Wal-Mart Stores Inc., facing a lawsuit from the family of a woman who died after eating a cantaloupe bought at one of its stores, is now suing the grower, distributor and the grower’s third-party auditor.
In a complaint filed in Wyoming federal court in late January, Wal-Mart asserts third-party claims against Edinburg, Texas, distributor Frontera Produce Ltd., auditors Primus Group Inc. and Bio Food Safety Inc., and Jensen Farms. Primus subcontracted Bio Food Safety to undertake the on-site audit of the cantaloupe farm, which resulted in a superior rating of 96%.
The third-party complaint is tied to a wrongful death lawsuit brought in Wyoming against Bentonville, Ark.-based Wal-Mart by Frederick Lollar, the husband of the deceased woman.

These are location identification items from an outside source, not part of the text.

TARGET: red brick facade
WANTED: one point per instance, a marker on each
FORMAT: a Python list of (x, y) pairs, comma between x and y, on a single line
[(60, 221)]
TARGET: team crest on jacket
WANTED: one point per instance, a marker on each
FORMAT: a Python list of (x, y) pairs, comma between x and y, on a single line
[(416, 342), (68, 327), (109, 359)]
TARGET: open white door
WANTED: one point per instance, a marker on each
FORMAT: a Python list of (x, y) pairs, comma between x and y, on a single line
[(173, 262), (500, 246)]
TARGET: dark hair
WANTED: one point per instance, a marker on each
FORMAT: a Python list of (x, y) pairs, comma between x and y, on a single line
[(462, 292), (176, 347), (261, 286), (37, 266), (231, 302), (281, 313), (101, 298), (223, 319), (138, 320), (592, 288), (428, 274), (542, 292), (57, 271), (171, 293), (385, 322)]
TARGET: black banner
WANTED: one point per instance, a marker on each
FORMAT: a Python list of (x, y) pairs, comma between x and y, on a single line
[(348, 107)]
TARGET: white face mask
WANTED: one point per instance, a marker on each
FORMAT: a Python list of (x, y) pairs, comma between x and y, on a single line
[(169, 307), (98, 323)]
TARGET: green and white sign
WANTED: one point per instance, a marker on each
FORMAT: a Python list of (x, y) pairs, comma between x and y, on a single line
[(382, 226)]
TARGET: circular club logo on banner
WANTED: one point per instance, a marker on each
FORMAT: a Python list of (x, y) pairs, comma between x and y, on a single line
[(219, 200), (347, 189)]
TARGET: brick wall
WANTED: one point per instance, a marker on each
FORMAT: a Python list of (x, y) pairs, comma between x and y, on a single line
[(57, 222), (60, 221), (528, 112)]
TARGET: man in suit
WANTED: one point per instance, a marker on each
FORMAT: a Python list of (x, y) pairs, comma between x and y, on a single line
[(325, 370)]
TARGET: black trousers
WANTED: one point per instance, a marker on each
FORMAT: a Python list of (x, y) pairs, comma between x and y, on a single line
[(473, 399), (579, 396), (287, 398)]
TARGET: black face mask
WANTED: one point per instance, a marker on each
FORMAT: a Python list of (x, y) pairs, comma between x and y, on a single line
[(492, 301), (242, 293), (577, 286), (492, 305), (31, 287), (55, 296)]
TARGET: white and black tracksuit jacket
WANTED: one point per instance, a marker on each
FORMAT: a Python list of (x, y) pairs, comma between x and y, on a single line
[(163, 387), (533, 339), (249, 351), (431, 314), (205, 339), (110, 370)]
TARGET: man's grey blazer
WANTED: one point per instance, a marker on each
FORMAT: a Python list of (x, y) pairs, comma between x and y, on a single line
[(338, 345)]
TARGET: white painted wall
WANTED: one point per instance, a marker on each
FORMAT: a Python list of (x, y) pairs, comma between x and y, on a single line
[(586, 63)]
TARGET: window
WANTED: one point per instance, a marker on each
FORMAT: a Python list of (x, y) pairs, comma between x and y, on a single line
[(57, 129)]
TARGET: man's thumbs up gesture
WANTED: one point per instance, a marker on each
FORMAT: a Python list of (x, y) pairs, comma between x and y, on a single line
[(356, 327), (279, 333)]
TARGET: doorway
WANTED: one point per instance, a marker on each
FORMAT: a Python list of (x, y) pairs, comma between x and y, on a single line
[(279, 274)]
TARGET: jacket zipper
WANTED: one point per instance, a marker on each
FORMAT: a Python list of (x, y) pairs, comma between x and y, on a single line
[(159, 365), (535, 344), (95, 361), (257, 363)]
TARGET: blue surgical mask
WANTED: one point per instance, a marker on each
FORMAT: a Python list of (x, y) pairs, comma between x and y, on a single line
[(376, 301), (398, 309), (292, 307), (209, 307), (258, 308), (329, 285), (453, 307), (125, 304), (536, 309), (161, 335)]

Wal-Mart recently hired new legal counsel, said Ryan Fothergill, in-house counsel for Santa Maria, Calif.-based Primus Labs, with a new strategy that apparently brings everyone into the lawsuit for indemnification purposes.
Fothergill said more legal actions might be coming from Wal-Mart against the four parties named in the Wyoming case.
A spokesman for Wal-Mart could not be reach for comment.
Bill Marler, Seattle food safety attorney handling about 45 of the 66 victim cases related to the listeria outbreak, said it is not unusual for a retailer to bring action against upstream suppliers, but Wal-Mart’s naming of a third-party auditor is unusual.
“I’ve never seen it before where a retailer has a third-party complaint against an auditor,” he said.
About 20 of the listeria victim lawsuits name Wal-Mart, and Kroger is the defendant in about 30 cases, Marler said.